Manila rope, corn husks, yucca, wool, wood, rocks
​​​​​​​By Lynnette Haozous
MAY 2019 - JANUARY 2020
The installation uses both natural and synthetic ropes in an effort to represent the past and its traumas as well as the convergence and promise of reconciliation. The process of tying and untying of knots, of braiding and threading reveals the imperative of this process and should conjure metaphorical notions of umbilical cord, DNA Helix and braids.

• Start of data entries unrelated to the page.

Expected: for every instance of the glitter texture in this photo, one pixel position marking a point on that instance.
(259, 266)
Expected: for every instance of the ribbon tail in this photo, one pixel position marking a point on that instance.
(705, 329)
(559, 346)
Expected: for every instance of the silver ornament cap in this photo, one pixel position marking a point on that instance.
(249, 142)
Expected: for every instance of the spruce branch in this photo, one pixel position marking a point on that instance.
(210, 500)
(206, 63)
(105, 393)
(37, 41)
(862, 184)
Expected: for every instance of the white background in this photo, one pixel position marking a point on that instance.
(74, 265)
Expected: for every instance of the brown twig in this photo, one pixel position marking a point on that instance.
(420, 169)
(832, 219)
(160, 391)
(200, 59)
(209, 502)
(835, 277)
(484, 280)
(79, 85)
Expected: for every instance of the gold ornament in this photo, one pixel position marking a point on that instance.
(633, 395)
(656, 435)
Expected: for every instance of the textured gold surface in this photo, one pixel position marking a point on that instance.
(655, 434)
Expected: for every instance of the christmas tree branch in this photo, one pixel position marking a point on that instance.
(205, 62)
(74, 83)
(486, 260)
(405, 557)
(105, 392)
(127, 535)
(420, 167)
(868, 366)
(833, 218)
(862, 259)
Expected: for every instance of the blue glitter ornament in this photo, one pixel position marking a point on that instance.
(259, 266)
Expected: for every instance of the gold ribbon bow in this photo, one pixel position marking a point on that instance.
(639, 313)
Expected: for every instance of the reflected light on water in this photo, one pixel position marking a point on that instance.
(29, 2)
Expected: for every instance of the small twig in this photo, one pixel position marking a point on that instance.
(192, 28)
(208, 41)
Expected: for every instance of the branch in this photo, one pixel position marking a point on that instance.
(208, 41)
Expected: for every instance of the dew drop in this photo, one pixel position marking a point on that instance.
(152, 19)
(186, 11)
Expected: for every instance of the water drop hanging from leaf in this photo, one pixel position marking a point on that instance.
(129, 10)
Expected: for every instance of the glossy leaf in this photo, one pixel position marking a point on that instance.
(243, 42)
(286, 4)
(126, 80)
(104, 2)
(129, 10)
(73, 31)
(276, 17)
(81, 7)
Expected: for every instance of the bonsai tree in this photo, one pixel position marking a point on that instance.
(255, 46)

The ropes and knots are reminiscent of those used for the Pueblo Revolt in 1680, where Pueblo runners used the cord to mark time and form the basis of communication. In the face of colonial violence, this historic event represents resistance and survival. Yet, this watershed moment also dramatically changed Pueblo-Hispano relations, inaugurating centuries of inter-relations and key points of cultural convergence and reconciliation. Today, we use these cords to represent the promise of “coming together.” With each knot we tie together we continue the work towards reconciliation of our communities.
The synthetic ropes represent the present while the natural materials of yucca, corn husks and wool form the basis of past, present in future rooted in strength and resilience. Rocks from communities throughout the region also anchor the installation.
This installation is part of the  “RECONCILIATION” exhibit
May 2019- January 2020
I.A.I.A Museum of Contemporary Arts, Santa Fe, NM.